Soon we were on to pictures from Belgrade's Nikola Tesla Airport, where some home tennis fans had gathered in welcome, bearing national flags.

There were some earnest interviews with reporters standing by, involving much nodding in confirmation of things already known, and things surmised, before familiar images swam back onto the screen - images of Djokovic stopping at a passport point, and sitting in a seat on a plane…

After so many days when the man at the centre of this story has been absent from public gaze, for the most part resident in an immigration detention hotel, cameras official and unofficial have been free to feast on images of the utmost banality.

This is a classic example of a very well-established genre of sporting reportage.

Last year there was a short, frenzied period of TV pictures showing athletes pushing trolleys full of luggage up ramps at Tokyo’s Narita and Haneda airports as they arrived to train before the on/off/postponed/on Tokyo 2020 Olympics.

It was where the story was at. It provided moving images to tell the story, no matter that the images were dull and mundane and repeated ad nauseam.

Fans surround the team coach at Heathrow after England's return from winning the 2003 Rugby World Cup in Australia ©Getty Images
Fans surround the team coach at Heathrow after England's return from winning the 2003 Rugby World Cup in Australia ©Getty Images

Another classic airport/sports story format is the Returning in Glory theme. In 2003, in company with numerous other reporters, I arrived shortly after 4am at Heathrow’s Terminal 4 to witness the return of England’s Rugby World Cup winners from Australia aboard a BA16 flight temporarily named "Sweet Chariot".

Clive Woodward was first to emerge from the plane, followed by captain Martin Johnson, whose huge mitts made the Webb Ellis Trophy look rather like a children’s trophy.

The team were greeted in the arrivals hall by exuberant, chanting crowds, and as they prepared to board their coach a singer with a microphone piped up with a rendition of Jerusalem.

They looked dazed; they looked fazed. You could see a new reality settling upon them.

Such airport encounters are interesting.

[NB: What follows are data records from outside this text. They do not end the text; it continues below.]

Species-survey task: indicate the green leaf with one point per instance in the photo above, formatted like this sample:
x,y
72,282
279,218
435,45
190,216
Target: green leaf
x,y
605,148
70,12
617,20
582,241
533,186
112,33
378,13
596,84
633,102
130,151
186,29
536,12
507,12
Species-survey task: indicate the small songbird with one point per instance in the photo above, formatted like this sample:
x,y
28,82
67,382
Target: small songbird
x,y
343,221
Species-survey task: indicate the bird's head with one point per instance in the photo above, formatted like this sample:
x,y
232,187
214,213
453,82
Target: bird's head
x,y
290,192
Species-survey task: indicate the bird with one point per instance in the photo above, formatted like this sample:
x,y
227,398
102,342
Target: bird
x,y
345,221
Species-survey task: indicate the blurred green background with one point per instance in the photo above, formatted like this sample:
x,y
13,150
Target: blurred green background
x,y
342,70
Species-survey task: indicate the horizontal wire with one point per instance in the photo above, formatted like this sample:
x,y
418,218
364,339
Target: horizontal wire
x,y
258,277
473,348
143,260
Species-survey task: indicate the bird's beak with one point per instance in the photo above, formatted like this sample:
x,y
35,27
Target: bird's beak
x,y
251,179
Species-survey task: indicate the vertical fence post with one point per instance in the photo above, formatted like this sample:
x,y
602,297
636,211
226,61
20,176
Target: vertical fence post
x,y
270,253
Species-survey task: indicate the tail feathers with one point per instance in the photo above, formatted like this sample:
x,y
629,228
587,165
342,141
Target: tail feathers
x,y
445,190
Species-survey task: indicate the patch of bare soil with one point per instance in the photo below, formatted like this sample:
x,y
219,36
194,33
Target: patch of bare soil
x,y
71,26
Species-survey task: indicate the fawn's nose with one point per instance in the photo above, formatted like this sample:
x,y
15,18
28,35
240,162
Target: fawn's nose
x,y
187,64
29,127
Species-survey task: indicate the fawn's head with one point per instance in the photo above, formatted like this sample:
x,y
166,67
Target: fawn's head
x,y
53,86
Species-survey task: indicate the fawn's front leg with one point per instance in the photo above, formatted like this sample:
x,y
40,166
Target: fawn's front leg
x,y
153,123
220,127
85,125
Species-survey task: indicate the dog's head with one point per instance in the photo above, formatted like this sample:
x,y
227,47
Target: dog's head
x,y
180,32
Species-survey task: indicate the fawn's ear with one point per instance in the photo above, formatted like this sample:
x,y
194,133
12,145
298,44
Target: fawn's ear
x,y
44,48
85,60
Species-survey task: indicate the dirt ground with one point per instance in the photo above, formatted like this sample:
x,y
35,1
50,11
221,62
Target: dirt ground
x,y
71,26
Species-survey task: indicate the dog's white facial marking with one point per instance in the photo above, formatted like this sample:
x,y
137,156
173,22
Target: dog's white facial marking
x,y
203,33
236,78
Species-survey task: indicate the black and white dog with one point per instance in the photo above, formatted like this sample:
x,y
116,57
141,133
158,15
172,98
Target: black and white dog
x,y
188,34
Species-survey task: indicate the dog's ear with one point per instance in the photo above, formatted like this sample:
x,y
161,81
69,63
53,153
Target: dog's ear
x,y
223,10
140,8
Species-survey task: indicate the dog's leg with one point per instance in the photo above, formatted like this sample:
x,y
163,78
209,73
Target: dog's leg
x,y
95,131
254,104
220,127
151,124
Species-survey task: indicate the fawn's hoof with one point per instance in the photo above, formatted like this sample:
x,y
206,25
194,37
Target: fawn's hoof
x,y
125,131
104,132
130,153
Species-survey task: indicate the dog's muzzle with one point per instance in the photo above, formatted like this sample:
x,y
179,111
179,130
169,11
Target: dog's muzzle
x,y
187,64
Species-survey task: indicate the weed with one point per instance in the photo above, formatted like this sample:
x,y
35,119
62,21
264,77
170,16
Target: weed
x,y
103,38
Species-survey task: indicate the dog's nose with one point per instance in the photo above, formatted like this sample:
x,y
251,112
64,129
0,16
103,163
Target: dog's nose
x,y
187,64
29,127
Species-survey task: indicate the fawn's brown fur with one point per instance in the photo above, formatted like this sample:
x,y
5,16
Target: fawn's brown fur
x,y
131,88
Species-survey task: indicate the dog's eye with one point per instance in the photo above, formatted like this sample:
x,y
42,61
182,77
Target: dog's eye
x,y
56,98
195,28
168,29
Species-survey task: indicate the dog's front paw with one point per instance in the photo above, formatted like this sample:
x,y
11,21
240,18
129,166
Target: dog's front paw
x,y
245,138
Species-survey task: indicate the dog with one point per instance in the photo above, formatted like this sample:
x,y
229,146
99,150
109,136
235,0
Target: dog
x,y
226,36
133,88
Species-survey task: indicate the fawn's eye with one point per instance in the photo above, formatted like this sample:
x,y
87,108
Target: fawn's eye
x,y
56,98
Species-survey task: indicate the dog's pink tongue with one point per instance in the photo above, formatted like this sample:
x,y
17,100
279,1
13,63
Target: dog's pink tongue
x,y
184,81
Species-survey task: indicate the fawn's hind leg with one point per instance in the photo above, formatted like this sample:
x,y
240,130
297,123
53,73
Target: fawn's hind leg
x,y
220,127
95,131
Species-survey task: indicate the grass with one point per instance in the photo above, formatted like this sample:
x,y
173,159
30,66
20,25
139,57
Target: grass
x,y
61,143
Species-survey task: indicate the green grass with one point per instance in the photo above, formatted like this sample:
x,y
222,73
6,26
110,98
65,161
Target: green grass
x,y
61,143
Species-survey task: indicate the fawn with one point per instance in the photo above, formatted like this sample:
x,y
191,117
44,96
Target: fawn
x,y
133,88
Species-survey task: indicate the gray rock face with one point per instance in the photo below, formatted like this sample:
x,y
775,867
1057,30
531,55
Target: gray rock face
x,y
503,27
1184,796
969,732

Others can be instructive.

Before the 1990 Commonwealth Games got underway in Auckland there was much speculation that the event might be grievously affected by an African boycott.

Four years earlier the 13th Commonwealth Games, held in Edinburgh, had been severely disrupted by a boycott involving African, Caribbean and many Asian countries, including India, over the issue of economic sanctions against South Africa.

The Games turned out to be a financial disaster, despite the apparent support of the then Mirror newspaper group owner Robert Maxwell, and many believed the event would founder if there were to be a repeat in Auckland.

In those uneasy days before competition began I recall one of my compadres, an excellent journalist, confidently predicting that a boycott was on once again.

Maori dancers at the Opening Ceremony of the 1990 Commonwealth Games in Auckland, which, unlike the 1986 edition in Edinburgh, was not troubled by a mass political boycott over South African sanctions ©Getty Images
Maori dancers at the Opening Ceremony of the 1990 Commonwealth Games in Auckland, which, unlike the 1986 edition in Edinburgh, was not troubled by a mass political boycott over South African sanctions ©Getty Images

Word emerged that the famed anti-apartheid campaigner Desmond Tutu, then Archbishop of Cape Town, would be arriving in the early hours at Auckland airport.

Only a few reporters, and a TV crew, were waiting for him. He was exceedingly polite and helpful. And he gave us to understand that there would not be a mass political boycott of the Auckland Games such as the one that had afflicted Edinburgh. And there wasn't.

"A boycott here in Auckland once again would almost certainly have spelt doom for the Games,” said Peter Heatly, chairman of the Commonwealth Games Federation, soon after the event had concluded.

“No one would have wanted to host the Games ever again."

Auckland was described by one official as the "rebirth of the Commonwealth Games".

An airport sports story without images, but relevant nevertheless.